As Frank spoke, his crew, including an army of young relatives and other kids, were a few feet away stripping down the car and draining its fuel cell. They then stuffed it inside an enclosed trailer so one of Frank’s team members could take it back to the CFR shop and bring back an XR1 Rocket car that Josh Richards of Shinnston, W.Va., has driven this season as Briggs’s teammate.

Frank could have opted to spend the remainder of the weekend just concentrating on his Crate Late Model in pursuit of a $20,000 victory in the division’s RUSH-sanctioned Bill Emig Memorial, but he wasn’t ready to give up on the Firecracker 100. He’s the only driver who has started every Firecracker 100 finale since its inception in 2007 (his best finish is fifth in the inaugural event) so he’s going to try and maintain his perfect record.

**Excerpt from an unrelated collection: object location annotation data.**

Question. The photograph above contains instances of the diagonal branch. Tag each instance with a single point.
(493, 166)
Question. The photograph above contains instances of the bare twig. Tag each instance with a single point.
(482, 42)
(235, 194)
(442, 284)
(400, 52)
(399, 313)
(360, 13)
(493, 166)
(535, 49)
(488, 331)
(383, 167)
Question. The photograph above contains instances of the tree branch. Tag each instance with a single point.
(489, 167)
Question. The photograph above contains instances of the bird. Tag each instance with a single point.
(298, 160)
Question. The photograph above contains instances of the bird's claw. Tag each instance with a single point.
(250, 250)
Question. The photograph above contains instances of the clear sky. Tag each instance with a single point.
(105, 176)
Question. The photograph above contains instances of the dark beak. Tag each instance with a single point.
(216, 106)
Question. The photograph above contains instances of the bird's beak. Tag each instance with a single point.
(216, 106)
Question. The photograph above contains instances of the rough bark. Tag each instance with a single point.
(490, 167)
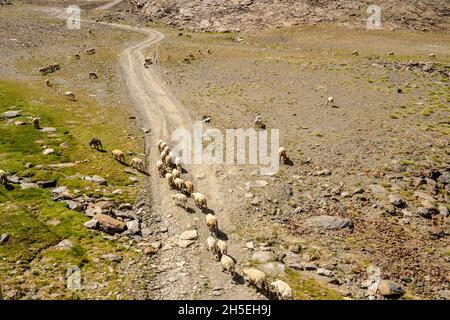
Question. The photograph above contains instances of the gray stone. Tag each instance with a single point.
(4, 238)
(264, 256)
(329, 222)
(73, 275)
(443, 210)
(427, 212)
(273, 269)
(185, 243)
(98, 180)
(91, 224)
(29, 185)
(261, 183)
(64, 245)
(74, 205)
(11, 114)
(111, 257)
(396, 200)
(156, 244)
(324, 272)
(377, 190)
(48, 129)
(389, 288)
(133, 226)
(189, 235)
(48, 151)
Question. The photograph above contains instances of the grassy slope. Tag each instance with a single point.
(26, 260)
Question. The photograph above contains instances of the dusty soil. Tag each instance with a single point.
(251, 15)
(385, 135)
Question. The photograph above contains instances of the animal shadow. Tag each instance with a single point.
(288, 162)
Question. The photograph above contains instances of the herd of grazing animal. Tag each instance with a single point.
(219, 248)
(119, 155)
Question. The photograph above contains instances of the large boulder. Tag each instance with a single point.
(109, 224)
(329, 222)
(11, 114)
(189, 235)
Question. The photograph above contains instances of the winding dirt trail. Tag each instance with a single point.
(182, 273)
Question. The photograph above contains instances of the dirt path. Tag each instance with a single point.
(191, 272)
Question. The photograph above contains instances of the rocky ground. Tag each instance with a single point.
(251, 15)
(360, 210)
(365, 195)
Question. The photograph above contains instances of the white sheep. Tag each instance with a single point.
(170, 181)
(211, 245)
(178, 163)
(282, 154)
(179, 184)
(176, 173)
(137, 164)
(3, 177)
(69, 95)
(256, 278)
(212, 224)
(161, 168)
(199, 200)
(118, 155)
(189, 186)
(282, 289)
(228, 263)
(180, 199)
(223, 247)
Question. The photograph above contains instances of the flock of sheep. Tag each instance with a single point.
(169, 167)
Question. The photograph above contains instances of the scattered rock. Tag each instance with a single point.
(109, 224)
(185, 243)
(150, 250)
(4, 238)
(324, 272)
(48, 151)
(250, 245)
(390, 288)
(296, 248)
(11, 114)
(98, 180)
(273, 269)
(329, 222)
(29, 185)
(427, 212)
(46, 184)
(48, 130)
(91, 224)
(443, 210)
(264, 256)
(74, 205)
(133, 226)
(73, 275)
(396, 200)
(189, 235)
(111, 257)
(64, 245)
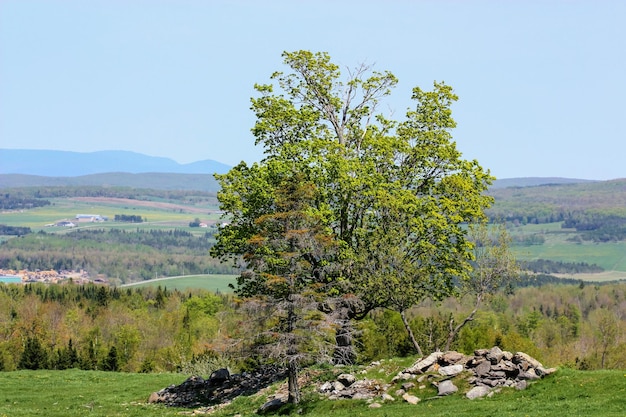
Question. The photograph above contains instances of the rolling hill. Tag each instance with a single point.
(50, 163)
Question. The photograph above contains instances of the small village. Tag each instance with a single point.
(26, 276)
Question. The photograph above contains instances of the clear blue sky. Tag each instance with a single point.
(542, 84)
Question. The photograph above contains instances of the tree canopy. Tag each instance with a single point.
(392, 194)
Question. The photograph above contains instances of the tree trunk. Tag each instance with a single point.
(454, 331)
(292, 357)
(410, 332)
(294, 389)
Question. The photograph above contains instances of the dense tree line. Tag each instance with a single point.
(16, 201)
(546, 266)
(123, 256)
(97, 327)
(145, 330)
(598, 227)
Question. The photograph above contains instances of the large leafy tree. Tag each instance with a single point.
(288, 259)
(385, 187)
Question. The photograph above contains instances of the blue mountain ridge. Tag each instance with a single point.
(53, 163)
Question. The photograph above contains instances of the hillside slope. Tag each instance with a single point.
(71, 164)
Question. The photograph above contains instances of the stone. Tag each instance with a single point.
(338, 386)
(424, 363)
(387, 397)
(451, 370)
(477, 392)
(520, 357)
(346, 379)
(483, 368)
(411, 399)
(270, 406)
(446, 387)
(408, 385)
(494, 355)
(326, 387)
(453, 357)
(529, 374)
(219, 376)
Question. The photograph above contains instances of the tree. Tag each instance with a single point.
(493, 267)
(34, 355)
(372, 174)
(287, 260)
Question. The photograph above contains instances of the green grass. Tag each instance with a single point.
(611, 256)
(92, 393)
(66, 208)
(209, 282)
(82, 393)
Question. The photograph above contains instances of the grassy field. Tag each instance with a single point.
(93, 393)
(209, 282)
(165, 214)
(557, 247)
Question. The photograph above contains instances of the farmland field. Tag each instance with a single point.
(211, 282)
(157, 213)
(557, 246)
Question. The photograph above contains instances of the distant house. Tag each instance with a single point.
(90, 218)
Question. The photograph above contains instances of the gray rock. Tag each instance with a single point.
(477, 392)
(326, 387)
(451, 370)
(521, 385)
(219, 376)
(408, 385)
(521, 357)
(453, 358)
(446, 388)
(494, 355)
(411, 399)
(272, 405)
(387, 397)
(425, 363)
(483, 368)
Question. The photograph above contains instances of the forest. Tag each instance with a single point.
(155, 330)
(356, 238)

“Listen, we’re already paid (entry),” he said, “so we might as well run it.”

“The car was good tonight. ... We were trying to work that bottom in because they watered it (before the feature), and just before that yellow came out (on lap seven) I had the bottom worked in and I could really get off of four. I needed to be on the bottom and I thought we were gonna be OK, but …”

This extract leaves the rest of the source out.